ALL departments of life at the present day, — Trade, Politics, Letters, Science, or Religion, seem to feel, and to labor to express, the identity of their law. They are rays of one sun; they translate each into a new language the sense of the other. They are sublime when seen as emanations of a Necessity contradistinguished from the vulgar Fate by being instant and alive, and dissolving man as well as his works in its flowing beneficence. This influence is conspicuously visible in the principles and history of Art.

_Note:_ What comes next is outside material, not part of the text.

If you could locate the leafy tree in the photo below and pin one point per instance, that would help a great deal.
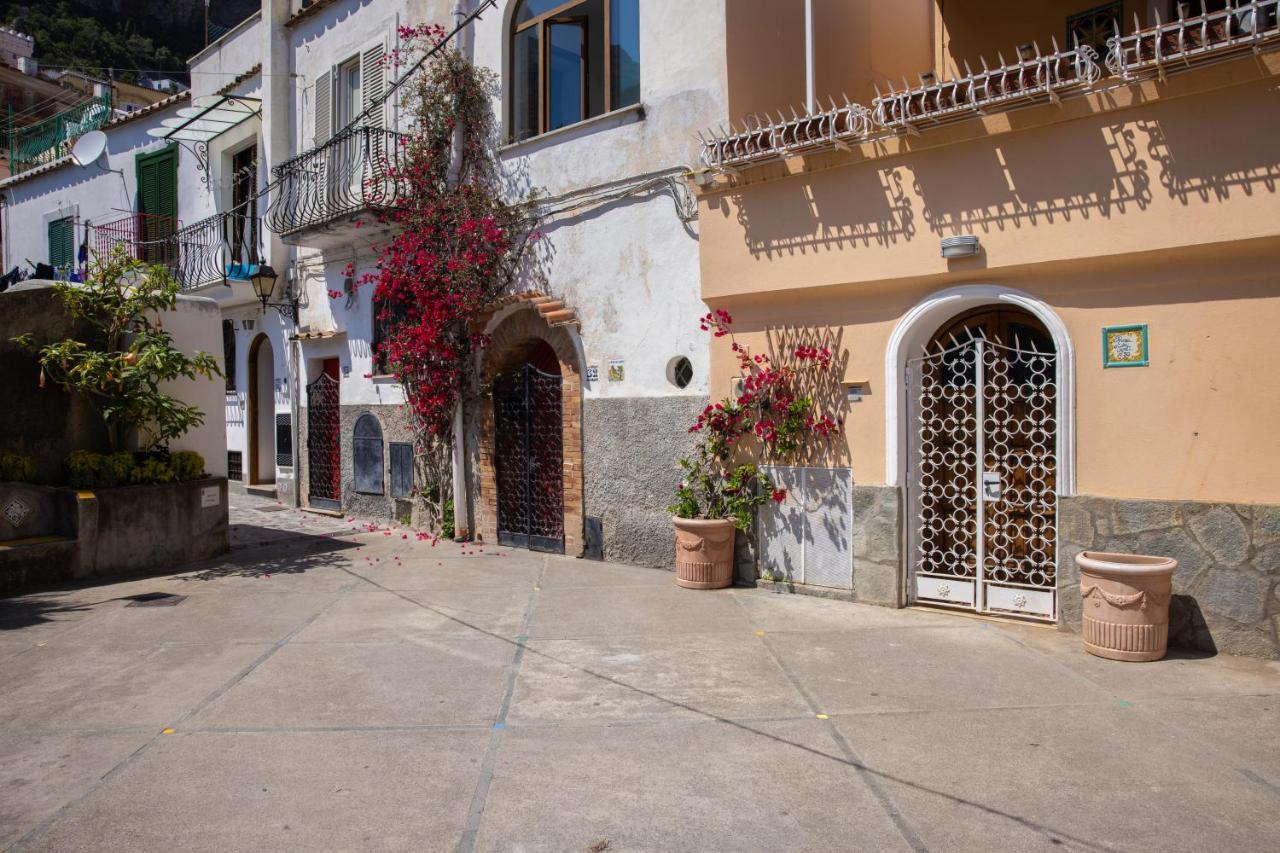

On one side in primary communication with absolute truth through thought and instinct, the human mind on the other side tends, by an equal necessity, to the publication and embodiment of its thought, modified and dwarfed by the impurity and untruth which in all our experience injure the individuality through which it passes. The child not only suffers, but cries; not only hungers, but eats. The man not only thinks, but speaks and acts. Every thought that arises in the mind, in its rising aims to pass out of the mind into act; just as every plant, in the moment of germination, struggles up to light. Thought is the seed of action; but action is as much its second form as thought is its first. It rises in thought, to the end that it may be uttered and acted. The more profound the thought, the more burdensome. Always in proportion to the depth of its sense does it knock importunately at the gates of the soul, to be spoken, to be done. What is in, will out. It struggles to the birth. Speech is a great pleasure, and action a great pleasure; they cannot be foreborne.
The utterance of thought and emotion in speech and action may be conscious or unconscious. The sucking child is an unconscious actor. The man in an ecstasy of fear or anger is an unconscious actor. A large part of our habitual actions are unconsciously done, and most of our necessary words are unconsciously said.
The conscious utterance of thought, by speech or action, to any end, is Art. From the first imitative babble of a child to the despotism of eloquence; from his first pile of toys or chip bridge to the masonry of Minor Rock Lighthouse or the Pacific Railroad; from the tattooing of the Owhyhees to the Vatican Gallery; from the simplest expedient of private prudence to the American Constitution; from its first to its last works, Art is the spirit's voluntary use and combination of things to serve its end.